Witz über Haarausfall: Betroffene versteht Ohrfeige auf Oscar-Bühne
Als Mediatorin und hauptberufliche Krisen- und Kommunikationsmanagerin hat Barbara Hörndler für Ohrfeigen und gewalttätige Wutausbrüche keine Sympathie übrig. Doch für die Aktion des Hollywood-Stars Will Smith, der Sonntagnacht auf der Oscar-Bühne in Los Angeles den Komiker Chris Rock ohrfeigte, weil dieser über seine kahlköpfige Frau witzelte, zeigt die Niederösterreicherin durchaus Verständnis.
„Gewalt ist keine Lösung, aber Witze über die Frisur von Frauen gehen ebenfalls gar nicht. Manche Frisur sucht sich frau nicht aus. So wie ich und Jada Pinkett Smith mit der Autoimmunerkrankung #alopeciauniversalis“, schrieb Hörndler auf Facebook.
Fünf Jahre ist es her, dass sie durch die Autoimmunreaktion „Alopecia areata“ büschelweise ihre blonden Haare verlor. Jada Pinkett Smith durchlebte dasselbe Schicksal. Zuerst massiv geschockt und dann mit professioneller Hilfe psychisch gefestigt, entschied sich Hörndler, so wie die Schauspielerin, gegen Perücken und für ein kahles Haupt.
Stich ins Herz
„Es gehört eine ordentliche Portion Mut dazu, wenn eine Frau zu ihrer ‚Nicht-Haar-Frisur‘ steht und keine Perücke trägt“, schrieb Hörndler. Ihr kahler Kopf sei zwar nur selten ein Thema, „dennoch kenne ich die Blicke, Kommentare und Witze nur zu gut. Meistens perlen sie an mir ab, oft lache ich bei den Witzen mit, weil es ja auch wichtig ist, dass man über sich selbst lachen kann. Aber in Wirklichkeit ist es ein Stich mitten ins Herz. Eine Grenzverletzung, auf die ich nicht immer angemessen reagieren kann“, gab Hördler ihren Facebook-Freunden Einblick in ihr Inneres.
In solchen Momenten wünsche sie jeder Frau einen Menschen an ihrer Seite, der wie Will Smith die emotionale Verletzung erkenne und für (s)eine Frau aufstehe und sie beschützt. „Es muss ja keine Watschn sein“, schrieb die Mostviertlerin noch.
„Als ich am Montag diese Aktion von Will Smith mitbekommen habe, war ich sowohl von meiner persönlichen, als auch von meiner beruflichen Seite her emotional völlig gepackt“, erzählt die 40-jährige Unternehmerin aus Waidhofen/Ybbs über ihre Betroffenheit.
Spontanaktion
Gerade der Umgang mit verbaler Gewalt gegen Menschen außerhalb der Norm sei ein gerne unterdrücktes Thema in unserer Gesellschaft, empfindet Hörndler. Den Kommentar habe sie dann spontan abgesetzt, die vielen Likes und Kommentare darauf freuen sie. Dass das Thema just auf der Oscar-Bühne der US-Traumfabrik eskalierte, erinnere sie auch an den Start der „Me Too“-Debatte.

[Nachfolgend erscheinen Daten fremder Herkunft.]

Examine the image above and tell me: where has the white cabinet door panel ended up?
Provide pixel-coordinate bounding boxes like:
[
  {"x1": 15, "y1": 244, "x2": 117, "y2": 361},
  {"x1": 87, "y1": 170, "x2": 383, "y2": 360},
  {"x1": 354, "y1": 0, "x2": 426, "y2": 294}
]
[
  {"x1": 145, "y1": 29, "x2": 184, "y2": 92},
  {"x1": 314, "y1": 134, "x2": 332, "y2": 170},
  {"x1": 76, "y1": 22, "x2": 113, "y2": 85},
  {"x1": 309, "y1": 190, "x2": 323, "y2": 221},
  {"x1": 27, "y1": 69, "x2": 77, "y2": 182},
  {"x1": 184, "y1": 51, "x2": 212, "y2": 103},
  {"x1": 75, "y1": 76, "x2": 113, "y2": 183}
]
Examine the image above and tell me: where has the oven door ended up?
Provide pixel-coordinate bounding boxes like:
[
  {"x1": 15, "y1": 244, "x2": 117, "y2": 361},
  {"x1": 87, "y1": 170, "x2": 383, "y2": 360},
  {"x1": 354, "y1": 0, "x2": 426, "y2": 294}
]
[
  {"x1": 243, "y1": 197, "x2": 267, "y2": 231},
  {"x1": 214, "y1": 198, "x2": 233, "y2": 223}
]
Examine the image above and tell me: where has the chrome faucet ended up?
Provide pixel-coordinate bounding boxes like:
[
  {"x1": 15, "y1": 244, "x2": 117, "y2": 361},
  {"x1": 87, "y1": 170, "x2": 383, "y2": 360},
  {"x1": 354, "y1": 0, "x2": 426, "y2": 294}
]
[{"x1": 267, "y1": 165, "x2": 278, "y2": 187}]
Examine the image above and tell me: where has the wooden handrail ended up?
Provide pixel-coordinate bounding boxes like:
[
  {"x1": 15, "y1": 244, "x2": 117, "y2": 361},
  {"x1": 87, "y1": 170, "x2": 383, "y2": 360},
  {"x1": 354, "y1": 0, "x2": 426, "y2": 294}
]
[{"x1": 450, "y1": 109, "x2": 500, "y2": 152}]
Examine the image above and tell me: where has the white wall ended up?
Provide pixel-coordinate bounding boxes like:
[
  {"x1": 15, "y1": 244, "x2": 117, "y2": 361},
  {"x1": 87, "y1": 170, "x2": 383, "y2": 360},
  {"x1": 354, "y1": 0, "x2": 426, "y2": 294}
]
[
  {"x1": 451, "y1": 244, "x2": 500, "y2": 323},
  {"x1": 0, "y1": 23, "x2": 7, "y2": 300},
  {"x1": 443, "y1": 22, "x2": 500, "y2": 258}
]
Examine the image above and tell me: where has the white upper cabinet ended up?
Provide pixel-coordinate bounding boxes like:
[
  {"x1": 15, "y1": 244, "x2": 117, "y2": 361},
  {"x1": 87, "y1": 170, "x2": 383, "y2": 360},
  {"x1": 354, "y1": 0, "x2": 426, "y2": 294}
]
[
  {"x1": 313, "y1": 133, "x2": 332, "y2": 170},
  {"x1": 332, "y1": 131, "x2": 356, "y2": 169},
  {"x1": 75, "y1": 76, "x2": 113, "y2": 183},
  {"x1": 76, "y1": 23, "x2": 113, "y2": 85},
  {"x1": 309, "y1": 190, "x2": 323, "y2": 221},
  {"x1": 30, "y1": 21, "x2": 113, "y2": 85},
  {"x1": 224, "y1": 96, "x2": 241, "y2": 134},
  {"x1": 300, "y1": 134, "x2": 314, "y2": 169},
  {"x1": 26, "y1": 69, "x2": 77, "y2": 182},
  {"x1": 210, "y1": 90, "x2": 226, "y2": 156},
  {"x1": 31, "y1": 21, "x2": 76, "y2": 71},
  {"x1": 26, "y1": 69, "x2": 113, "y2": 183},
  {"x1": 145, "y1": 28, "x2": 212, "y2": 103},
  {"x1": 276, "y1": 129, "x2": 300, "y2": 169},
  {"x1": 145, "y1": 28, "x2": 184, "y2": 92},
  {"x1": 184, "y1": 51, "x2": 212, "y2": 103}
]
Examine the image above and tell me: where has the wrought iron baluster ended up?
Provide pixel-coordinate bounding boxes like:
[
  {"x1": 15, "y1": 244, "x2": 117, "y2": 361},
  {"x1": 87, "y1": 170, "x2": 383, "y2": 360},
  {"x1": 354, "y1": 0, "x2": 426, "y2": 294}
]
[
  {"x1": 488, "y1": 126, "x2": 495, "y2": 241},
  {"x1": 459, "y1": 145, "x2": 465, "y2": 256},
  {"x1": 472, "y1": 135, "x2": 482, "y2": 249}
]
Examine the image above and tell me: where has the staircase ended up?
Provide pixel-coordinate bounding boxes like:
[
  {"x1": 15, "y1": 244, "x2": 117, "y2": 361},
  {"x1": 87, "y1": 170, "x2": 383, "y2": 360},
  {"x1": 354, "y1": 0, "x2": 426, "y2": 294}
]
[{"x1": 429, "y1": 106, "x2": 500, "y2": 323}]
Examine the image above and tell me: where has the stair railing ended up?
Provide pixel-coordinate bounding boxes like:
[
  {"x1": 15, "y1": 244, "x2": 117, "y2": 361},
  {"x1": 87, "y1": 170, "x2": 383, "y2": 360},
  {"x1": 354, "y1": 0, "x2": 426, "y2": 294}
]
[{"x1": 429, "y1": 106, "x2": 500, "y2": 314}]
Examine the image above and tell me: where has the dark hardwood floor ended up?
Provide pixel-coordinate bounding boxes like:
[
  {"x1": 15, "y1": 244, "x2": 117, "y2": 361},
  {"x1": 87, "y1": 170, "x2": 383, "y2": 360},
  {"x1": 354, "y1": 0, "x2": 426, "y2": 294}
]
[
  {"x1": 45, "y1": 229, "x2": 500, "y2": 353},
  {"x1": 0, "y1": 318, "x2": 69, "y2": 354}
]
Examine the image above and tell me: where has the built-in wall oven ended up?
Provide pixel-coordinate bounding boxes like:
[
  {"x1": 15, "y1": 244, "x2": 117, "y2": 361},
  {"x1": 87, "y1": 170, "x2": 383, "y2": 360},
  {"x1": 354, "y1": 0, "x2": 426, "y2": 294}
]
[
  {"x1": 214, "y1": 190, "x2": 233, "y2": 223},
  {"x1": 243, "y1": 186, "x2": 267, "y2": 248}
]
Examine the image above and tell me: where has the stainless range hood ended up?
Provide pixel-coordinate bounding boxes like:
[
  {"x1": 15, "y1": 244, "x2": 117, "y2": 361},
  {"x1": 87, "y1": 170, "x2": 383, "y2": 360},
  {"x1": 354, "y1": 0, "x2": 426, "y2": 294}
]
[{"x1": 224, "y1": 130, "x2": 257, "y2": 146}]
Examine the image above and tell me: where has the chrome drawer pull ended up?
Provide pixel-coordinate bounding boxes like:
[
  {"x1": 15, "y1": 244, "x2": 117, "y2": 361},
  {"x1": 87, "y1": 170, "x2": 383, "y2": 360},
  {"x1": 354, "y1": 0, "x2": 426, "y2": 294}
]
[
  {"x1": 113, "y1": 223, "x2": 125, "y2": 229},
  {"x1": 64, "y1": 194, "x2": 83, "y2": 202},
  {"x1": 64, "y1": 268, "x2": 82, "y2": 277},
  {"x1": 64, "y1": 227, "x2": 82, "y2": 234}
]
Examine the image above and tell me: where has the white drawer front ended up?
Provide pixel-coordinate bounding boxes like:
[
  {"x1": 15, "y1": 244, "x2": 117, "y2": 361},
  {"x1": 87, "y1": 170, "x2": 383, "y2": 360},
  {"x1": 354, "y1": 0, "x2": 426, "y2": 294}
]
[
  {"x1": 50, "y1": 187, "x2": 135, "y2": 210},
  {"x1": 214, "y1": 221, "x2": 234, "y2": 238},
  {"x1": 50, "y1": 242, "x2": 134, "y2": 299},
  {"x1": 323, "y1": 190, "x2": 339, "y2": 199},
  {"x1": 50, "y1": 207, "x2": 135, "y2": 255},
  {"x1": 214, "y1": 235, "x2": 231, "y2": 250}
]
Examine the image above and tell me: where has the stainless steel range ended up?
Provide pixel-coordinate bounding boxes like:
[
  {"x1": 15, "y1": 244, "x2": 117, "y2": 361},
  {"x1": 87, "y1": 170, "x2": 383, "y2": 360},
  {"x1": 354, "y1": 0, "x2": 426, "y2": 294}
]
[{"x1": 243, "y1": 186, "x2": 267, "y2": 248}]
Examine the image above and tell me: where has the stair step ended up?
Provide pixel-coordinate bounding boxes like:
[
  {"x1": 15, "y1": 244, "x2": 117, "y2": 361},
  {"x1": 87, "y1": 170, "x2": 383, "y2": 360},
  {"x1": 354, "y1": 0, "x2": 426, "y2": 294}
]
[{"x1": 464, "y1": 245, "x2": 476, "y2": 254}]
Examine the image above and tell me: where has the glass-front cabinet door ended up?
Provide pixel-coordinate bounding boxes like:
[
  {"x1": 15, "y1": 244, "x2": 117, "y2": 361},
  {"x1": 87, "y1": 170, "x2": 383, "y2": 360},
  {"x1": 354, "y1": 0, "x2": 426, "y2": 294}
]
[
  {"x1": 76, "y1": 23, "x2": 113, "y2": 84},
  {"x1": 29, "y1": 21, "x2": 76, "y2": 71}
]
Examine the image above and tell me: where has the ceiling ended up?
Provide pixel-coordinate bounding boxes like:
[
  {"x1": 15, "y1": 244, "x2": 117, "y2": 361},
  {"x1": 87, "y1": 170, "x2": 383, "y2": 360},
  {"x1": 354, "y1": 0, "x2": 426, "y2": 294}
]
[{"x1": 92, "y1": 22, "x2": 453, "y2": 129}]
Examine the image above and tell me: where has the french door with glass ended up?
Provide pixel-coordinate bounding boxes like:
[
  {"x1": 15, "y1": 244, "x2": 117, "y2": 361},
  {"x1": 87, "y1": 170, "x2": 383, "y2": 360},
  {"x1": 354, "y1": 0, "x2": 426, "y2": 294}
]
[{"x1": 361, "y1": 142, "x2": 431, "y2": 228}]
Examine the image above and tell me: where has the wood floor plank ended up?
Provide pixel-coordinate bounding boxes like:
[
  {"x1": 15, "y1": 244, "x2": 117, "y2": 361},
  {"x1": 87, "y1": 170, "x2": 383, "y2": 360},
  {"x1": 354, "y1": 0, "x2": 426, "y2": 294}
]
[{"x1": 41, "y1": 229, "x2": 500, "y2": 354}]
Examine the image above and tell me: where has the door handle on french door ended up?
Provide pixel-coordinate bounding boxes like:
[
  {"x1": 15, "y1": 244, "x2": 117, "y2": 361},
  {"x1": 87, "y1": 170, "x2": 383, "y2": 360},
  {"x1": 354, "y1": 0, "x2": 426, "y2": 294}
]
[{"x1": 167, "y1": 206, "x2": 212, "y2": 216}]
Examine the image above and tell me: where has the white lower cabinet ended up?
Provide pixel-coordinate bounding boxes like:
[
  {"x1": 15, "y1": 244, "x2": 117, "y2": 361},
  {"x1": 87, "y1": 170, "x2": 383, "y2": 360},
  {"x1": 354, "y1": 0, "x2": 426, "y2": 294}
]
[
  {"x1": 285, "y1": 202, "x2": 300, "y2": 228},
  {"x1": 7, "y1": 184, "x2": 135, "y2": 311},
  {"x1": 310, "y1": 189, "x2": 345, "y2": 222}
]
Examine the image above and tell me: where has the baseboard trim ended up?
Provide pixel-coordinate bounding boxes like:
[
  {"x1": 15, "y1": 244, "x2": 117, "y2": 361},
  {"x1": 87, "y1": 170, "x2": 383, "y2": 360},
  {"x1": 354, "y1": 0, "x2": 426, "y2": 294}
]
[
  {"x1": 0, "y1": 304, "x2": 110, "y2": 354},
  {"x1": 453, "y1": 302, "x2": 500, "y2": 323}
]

Der heimtückische Haarausfall namens „Alopecia areata“ beschäftigt Barbara Hörndler laufend. Grundsätzlich gelte die Erkrankung als unheilbar, erklärt sie. Bei manchen Patienten setze der Haarwuchs wieder ein, vor dem neuerlichen Ausfall sei man aber nie gefeit. In den USA wird mit Immunsuppressiva behandelt. Dabei bestehe das große Risiko, dass der Immunschutz generell geschwächt wird. „Ich hatte eine schwere Corona-Erkrankung, da war ich froh, dass ich mein Immunsystem zuvor nicht noch zusätzlich geschwächt hatte“, erinnert sich Hörndler an dramatische Wochen im Jahr 2020.